The age rating for the 1964 “Mary Poppins” has been increased in the U.K. due to “discriminatory language.”

On Friday, the British Board of Film Classification upped the Disney movie’s cinema rating from U, meaning it contained “no material likely to offend or harm,” to PG for “discriminatory language.”

Though the BBFC did not disclose the language which caused the reevaluation, the Daily Mail reported that it is due to the use of a racially insensitive term for the Khoekhoe, an indigenous group in South Africa. According to the Mail, the word is used twice in the film by Admiral Boom (Reginald Owen), once when referring to the chimney sweeps whose faces are covered in soot.

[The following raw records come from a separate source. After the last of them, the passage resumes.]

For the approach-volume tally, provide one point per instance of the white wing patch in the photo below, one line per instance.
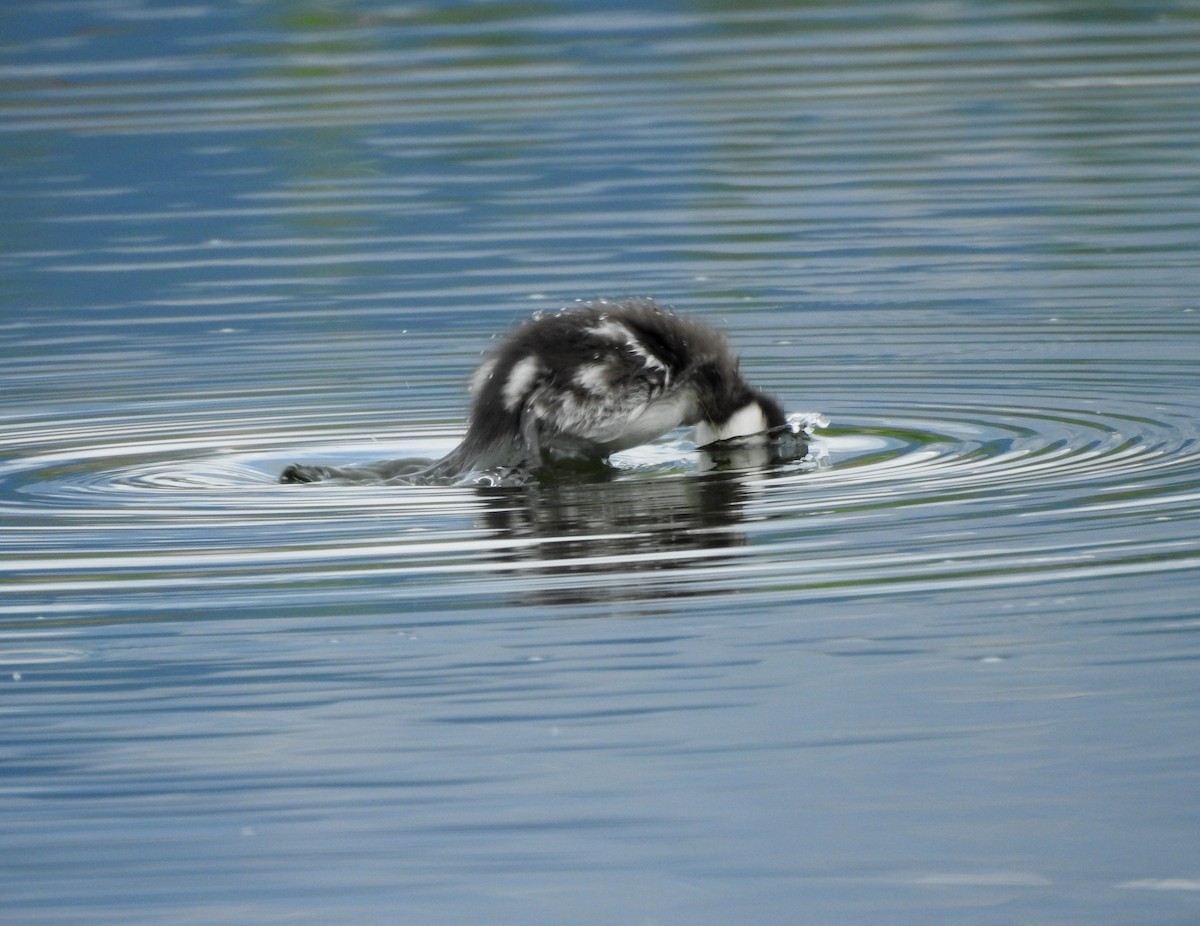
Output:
(745, 421)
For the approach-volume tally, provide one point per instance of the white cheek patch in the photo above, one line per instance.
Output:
(481, 378)
(594, 378)
(522, 377)
(745, 421)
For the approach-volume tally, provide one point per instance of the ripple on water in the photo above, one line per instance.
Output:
(919, 500)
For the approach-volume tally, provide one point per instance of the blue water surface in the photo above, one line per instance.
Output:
(943, 671)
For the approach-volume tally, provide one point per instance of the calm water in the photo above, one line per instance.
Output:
(948, 672)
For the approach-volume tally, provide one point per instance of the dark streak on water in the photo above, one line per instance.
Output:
(947, 673)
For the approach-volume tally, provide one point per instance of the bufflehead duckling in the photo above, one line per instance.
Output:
(592, 380)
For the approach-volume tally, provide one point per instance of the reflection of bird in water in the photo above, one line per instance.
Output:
(588, 382)
(619, 541)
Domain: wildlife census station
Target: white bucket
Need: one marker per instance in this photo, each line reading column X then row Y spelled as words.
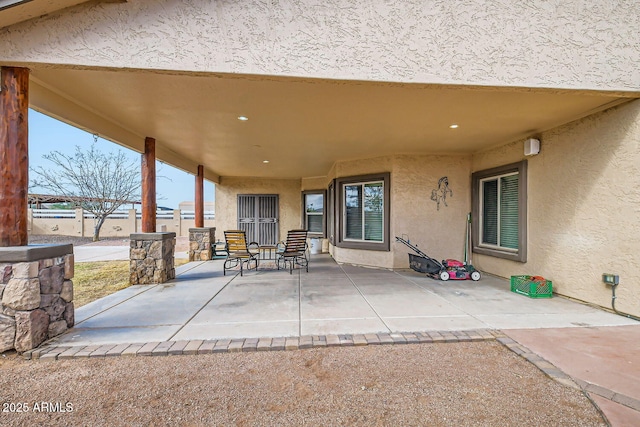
column 316, row 246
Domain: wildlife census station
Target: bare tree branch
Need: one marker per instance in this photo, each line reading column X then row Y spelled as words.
column 105, row 180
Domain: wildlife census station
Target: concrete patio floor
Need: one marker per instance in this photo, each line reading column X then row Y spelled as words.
column 331, row 299
column 595, row 348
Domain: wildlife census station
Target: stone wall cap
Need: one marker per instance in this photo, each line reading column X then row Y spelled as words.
column 152, row 236
column 33, row 252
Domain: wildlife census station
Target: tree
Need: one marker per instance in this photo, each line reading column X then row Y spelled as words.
column 96, row 181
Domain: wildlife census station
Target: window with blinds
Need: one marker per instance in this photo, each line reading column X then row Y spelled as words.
column 314, row 212
column 499, row 211
column 364, row 211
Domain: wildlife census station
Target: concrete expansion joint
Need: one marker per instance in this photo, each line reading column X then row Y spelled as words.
column 186, row 347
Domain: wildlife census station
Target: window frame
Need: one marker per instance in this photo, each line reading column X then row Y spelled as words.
column 305, row 193
column 519, row 255
column 339, row 188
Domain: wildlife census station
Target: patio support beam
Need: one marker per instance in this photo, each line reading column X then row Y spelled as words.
column 149, row 186
column 14, row 155
column 199, row 205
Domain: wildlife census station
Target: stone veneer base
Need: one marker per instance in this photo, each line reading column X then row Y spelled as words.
column 151, row 258
column 200, row 241
column 36, row 294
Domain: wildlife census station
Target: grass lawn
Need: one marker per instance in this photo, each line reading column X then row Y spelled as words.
column 94, row 280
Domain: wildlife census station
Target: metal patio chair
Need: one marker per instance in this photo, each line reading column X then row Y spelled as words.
column 239, row 252
column 295, row 251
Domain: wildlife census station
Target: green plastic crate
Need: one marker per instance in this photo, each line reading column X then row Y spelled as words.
column 526, row 285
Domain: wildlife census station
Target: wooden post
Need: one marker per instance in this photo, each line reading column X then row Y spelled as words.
column 200, row 197
column 149, row 186
column 14, row 155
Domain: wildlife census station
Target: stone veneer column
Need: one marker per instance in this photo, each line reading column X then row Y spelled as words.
column 200, row 241
column 151, row 258
column 36, row 294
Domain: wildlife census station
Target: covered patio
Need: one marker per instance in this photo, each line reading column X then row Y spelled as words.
column 332, row 299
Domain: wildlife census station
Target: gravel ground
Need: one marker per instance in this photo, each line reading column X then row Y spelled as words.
column 455, row 384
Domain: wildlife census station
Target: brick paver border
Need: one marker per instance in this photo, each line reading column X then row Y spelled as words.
column 174, row 348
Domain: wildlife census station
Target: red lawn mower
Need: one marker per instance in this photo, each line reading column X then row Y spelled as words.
column 448, row 269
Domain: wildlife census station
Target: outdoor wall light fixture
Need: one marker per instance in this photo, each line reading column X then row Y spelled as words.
column 531, row 147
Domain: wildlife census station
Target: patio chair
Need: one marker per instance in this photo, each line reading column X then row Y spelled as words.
column 239, row 252
column 295, row 251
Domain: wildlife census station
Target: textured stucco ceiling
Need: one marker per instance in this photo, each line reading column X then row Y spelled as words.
column 33, row 9
column 301, row 126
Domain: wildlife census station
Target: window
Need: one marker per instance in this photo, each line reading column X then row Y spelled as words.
column 363, row 220
column 499, row 211
column 314, row 208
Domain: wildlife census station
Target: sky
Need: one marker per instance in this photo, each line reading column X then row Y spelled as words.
column 47, row 134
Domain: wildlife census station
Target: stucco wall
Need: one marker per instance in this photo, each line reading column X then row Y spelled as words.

In a statement to the Daily Mail, the BBFC said: “We understand from our racism and discrimination research… that a key concern for… parents is the potential to expose children to discriminatory language or behavior which they may find distressing or repeat without realizing the potential offense … Content with immediate and clear condemnation is more likely to receive a lower rating.”

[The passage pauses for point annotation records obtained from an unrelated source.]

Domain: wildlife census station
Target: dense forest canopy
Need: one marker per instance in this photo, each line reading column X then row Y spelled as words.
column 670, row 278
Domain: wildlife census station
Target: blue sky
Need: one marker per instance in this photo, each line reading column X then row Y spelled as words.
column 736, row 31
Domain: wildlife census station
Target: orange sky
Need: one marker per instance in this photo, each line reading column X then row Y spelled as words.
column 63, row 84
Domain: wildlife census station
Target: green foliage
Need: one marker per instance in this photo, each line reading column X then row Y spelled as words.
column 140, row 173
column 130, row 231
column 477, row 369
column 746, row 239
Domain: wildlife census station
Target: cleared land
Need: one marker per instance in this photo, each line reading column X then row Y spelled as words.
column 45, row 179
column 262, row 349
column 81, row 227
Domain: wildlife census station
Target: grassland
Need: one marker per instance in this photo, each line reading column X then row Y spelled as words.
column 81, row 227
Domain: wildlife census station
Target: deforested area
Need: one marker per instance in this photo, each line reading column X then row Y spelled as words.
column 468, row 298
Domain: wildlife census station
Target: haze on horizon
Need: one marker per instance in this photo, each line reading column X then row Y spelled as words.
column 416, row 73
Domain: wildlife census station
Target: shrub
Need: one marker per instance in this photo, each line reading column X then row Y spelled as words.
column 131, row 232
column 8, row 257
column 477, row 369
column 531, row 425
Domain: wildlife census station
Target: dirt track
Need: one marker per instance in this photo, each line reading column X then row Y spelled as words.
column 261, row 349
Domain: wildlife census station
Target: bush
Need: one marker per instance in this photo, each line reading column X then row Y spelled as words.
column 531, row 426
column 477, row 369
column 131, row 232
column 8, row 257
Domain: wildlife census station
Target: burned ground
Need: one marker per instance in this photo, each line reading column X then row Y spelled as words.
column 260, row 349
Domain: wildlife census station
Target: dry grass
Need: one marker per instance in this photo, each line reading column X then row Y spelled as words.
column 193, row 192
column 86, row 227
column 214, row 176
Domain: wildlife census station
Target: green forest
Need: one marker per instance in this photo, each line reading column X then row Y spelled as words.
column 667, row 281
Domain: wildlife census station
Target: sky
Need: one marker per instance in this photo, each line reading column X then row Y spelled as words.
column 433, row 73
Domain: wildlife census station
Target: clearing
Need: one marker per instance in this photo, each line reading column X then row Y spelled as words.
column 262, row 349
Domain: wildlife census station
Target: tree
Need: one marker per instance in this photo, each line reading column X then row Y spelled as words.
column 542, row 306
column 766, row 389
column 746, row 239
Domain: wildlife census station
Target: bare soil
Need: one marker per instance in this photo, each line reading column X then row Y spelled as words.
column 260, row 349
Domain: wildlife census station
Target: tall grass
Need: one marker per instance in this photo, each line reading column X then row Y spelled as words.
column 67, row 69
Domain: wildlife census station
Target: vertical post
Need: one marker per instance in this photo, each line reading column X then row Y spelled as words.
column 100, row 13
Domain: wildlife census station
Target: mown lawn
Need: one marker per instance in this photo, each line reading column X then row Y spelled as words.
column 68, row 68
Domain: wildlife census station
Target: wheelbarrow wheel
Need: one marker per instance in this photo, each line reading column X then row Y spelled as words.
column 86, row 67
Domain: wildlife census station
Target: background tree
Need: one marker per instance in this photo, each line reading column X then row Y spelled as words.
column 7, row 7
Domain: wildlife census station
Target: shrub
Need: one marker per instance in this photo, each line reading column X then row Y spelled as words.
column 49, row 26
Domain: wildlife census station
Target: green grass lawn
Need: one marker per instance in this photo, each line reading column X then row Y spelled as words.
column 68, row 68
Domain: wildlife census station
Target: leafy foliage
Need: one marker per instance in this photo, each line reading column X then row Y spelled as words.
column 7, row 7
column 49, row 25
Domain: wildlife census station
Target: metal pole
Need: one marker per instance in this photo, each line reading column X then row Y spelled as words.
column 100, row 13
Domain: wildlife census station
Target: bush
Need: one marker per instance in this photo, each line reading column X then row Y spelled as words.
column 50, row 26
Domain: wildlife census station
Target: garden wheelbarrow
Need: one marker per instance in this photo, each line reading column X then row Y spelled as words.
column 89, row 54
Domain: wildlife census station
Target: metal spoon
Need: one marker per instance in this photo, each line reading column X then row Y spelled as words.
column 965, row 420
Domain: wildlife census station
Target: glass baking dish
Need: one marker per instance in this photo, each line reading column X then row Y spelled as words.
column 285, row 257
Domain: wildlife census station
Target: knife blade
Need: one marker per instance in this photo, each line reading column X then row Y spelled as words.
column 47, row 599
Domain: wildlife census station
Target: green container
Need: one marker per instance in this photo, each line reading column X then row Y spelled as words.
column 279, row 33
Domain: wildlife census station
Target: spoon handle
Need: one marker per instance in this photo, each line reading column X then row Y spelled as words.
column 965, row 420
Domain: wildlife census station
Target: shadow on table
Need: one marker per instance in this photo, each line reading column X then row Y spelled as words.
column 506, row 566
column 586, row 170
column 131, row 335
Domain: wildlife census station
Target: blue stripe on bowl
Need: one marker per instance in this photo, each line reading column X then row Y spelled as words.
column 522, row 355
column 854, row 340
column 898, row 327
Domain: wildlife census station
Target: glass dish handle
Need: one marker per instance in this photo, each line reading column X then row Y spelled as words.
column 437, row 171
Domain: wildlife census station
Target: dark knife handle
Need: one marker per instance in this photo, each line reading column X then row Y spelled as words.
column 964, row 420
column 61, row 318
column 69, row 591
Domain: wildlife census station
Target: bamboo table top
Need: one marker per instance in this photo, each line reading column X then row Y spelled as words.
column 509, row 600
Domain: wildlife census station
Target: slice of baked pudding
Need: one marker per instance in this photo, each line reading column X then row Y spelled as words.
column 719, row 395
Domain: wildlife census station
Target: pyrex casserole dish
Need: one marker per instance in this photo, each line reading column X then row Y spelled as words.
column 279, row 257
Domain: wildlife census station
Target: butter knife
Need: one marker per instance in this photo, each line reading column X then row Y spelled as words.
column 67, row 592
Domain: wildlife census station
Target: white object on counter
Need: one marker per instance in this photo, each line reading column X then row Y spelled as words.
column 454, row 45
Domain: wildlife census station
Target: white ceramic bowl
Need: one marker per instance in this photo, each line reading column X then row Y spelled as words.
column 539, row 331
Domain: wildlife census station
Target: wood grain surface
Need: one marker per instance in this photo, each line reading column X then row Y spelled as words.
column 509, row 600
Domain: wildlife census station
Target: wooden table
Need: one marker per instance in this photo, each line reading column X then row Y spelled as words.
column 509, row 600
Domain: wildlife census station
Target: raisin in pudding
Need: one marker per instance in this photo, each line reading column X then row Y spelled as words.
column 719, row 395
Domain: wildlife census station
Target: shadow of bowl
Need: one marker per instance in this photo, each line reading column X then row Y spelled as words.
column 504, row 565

The BBFC did not immediately respond to Variety‘s request for comment.

The original “Mary Poppins” starred Julie Andrews as the magical nanny and Dick Van Dyke as her sidekick Bert. The cast also included David Tomlinson, Glynis Johns, Hermione Baddeley, Karen Dotrice, Matthew Garber, Elsa Lanchester, Arthur Treacher and Ed Wynn.

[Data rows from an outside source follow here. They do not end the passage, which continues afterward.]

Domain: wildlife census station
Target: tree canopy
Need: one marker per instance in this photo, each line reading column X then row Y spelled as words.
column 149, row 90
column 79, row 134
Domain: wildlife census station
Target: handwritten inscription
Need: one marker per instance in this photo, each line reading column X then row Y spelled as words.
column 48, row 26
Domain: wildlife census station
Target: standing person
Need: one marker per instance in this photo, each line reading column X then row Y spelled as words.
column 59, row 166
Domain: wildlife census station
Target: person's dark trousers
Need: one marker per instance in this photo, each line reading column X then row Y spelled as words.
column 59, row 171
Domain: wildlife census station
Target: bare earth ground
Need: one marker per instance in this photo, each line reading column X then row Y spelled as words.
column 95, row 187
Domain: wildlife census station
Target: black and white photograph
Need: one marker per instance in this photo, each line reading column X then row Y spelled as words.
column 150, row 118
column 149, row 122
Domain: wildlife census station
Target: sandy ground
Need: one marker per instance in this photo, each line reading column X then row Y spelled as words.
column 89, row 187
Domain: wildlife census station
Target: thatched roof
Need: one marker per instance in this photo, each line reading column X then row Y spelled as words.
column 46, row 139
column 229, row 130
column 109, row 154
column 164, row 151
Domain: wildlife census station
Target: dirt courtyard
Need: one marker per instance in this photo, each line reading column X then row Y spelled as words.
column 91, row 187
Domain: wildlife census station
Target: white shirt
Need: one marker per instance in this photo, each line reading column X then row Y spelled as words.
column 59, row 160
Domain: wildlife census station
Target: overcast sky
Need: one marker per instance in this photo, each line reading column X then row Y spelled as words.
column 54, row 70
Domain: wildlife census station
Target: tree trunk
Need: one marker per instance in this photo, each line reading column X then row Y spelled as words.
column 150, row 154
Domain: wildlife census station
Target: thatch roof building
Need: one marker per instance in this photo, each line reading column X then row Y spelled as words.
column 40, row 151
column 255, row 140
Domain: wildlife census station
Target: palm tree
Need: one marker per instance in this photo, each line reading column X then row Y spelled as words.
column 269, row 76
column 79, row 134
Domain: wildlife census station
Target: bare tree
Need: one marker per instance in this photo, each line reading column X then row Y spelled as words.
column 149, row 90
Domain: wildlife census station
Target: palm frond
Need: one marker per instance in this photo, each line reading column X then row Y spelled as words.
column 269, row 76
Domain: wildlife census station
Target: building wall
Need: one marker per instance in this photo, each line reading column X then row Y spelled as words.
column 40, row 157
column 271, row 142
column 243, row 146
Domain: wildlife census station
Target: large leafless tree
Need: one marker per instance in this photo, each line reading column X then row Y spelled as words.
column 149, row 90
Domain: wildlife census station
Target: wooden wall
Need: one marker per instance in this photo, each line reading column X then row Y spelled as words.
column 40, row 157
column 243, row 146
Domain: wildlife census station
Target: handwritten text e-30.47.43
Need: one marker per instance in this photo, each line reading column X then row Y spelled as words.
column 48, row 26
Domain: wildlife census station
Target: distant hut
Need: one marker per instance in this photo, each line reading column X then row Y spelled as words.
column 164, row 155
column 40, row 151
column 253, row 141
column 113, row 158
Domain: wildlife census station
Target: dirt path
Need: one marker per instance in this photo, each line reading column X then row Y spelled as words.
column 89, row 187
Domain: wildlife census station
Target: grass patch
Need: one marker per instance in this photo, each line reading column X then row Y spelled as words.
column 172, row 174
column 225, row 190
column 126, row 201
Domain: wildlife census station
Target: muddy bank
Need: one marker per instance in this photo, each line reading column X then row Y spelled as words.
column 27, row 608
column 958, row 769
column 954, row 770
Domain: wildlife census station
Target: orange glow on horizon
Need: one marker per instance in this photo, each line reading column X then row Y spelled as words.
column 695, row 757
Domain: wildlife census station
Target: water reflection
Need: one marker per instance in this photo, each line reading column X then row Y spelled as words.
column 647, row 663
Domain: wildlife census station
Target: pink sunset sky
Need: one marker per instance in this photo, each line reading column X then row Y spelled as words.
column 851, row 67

The film was an immediate phenomenon upon its release, and has since been adapted into a hit Broadway musical and was given a sequel, “Mary Poppins Returns,” in 2018. Emily Blunt starred as Poppins alongside Lin-Manuel Miranda, Ben Whishaw, Emily Mortimer, Julie Walters, Colin Firth and Meryl Streep. Van Dyke made an appearance in the sequel as the uncle of Firth’s character.